Mozilla has fixed the Firefox and Firefox ESR
zero-day vulnerabilities with the release of its latest versions, Firefox
67.0.3 and Firefox ESR 60.7.1. These flaws were rampantly exploited by the
hackers to remotely execute arbitrary code onto the systems of the users who ran
vulnerable versions of the Browser.
The zero-day flaw tracked as CVE-2019-11707 takes
place when JavaScript objects are manipulated because of the issues in
Array.pop; before Mozilla came up with the patch, hackers could set off the
attack by misguiding users using vulnerable versions of the browser to visit a
malicious web address which is designed to take control of the infected systems
and consequently, execute arbitrary code onto the machines.

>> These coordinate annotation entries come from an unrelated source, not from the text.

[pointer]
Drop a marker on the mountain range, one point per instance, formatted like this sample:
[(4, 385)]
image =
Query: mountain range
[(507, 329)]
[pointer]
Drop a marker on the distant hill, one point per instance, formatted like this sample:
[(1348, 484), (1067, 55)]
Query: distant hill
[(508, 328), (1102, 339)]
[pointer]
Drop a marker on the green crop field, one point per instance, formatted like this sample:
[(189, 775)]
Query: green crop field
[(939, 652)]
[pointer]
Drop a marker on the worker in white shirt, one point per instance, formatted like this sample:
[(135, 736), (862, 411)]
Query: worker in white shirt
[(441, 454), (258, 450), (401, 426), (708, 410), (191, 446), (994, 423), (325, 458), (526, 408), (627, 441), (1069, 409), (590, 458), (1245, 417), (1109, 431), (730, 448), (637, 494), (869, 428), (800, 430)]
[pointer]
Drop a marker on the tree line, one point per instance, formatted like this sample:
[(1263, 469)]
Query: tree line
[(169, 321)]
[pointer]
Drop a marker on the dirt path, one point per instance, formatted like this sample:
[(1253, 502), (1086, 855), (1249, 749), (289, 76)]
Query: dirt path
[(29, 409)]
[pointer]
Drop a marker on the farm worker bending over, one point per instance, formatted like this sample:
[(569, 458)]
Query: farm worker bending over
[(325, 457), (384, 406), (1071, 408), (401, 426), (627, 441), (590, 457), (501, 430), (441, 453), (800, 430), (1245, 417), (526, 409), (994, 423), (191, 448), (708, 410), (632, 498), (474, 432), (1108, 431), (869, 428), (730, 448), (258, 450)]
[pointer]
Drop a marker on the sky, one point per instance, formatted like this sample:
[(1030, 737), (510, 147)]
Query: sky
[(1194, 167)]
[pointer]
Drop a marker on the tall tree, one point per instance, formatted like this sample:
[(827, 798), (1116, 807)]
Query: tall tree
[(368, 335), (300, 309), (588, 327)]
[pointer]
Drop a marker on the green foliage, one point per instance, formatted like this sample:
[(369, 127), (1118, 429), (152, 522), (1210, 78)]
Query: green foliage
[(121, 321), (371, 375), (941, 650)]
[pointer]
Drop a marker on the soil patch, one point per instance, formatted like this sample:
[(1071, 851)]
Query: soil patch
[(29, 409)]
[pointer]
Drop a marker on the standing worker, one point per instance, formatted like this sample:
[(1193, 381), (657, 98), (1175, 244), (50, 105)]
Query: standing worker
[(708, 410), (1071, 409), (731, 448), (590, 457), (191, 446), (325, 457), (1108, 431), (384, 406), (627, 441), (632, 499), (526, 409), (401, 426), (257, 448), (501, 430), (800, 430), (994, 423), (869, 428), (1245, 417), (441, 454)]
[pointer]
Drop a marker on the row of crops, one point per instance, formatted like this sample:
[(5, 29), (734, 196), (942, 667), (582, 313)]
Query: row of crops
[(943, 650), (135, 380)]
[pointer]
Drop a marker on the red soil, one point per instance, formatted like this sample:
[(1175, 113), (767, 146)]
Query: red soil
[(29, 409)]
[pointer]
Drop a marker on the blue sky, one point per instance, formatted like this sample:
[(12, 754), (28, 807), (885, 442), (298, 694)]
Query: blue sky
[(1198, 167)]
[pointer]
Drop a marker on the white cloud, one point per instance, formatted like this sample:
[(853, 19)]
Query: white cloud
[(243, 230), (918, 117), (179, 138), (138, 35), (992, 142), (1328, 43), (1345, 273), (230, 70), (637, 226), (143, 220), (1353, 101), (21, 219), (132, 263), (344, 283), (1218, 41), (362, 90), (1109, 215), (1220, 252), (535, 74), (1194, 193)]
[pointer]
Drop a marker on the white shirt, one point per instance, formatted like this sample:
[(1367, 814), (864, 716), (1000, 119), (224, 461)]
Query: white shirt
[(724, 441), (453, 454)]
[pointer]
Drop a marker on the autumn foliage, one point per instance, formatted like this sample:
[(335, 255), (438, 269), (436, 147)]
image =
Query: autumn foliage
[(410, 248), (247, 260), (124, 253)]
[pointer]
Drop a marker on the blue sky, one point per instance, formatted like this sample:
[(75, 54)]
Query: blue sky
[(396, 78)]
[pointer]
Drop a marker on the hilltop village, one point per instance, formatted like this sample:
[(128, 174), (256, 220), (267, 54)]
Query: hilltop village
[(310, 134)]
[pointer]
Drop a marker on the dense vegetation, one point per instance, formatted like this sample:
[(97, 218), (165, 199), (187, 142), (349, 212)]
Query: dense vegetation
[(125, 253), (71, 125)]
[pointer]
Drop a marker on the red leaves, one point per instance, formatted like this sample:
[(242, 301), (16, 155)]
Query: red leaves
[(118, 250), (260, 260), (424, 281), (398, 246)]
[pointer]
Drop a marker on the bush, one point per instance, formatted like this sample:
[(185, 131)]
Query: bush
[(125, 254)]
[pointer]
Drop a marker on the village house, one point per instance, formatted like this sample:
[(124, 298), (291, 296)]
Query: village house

Referencing from the statements given by security
advisory of Mozilla, the Browser developers are "aware of targeted attacks
in the wild abusing this flaw" that could allow hackers who take advantage
of this zero-day flaw to take over the affected machines.
As a security measure against the Firefox and Firefox ESR zero-day
vulnerabilities which were reported to Mozilla by Coinbase Security team and
Samuel Groß from Google Project
Zero, the
U.S. Cybersecurity and Infrastructure Security Agency (CISA) put forth an advise suggesting users "to review the
Mozilla Security Advisory for Firefox 67.0.3 and Firefox ESR 60.7.1 and apply
the necessary updates."
Commenting on the matter, Groß tweeted, “The bug can be
exploited for RCE [remote code execution] but would then need a separate
sandbox escape,”
“However, most likely it can also be exploited for UXSS
[universal cross-site scripting] which might be enough depending on the
attacker’s goals.” he added.
Mozilla has released a similar emergency patch, Firefox
50.0.2 and 45.5.1 ESR, earlier in 2016 as well. Back in 2016, the flaw was
exploited by cybercriminals to de-anonymize Tor Browser users and
accumulate their private data such as MAC addresses, hostnames, and IP addresses.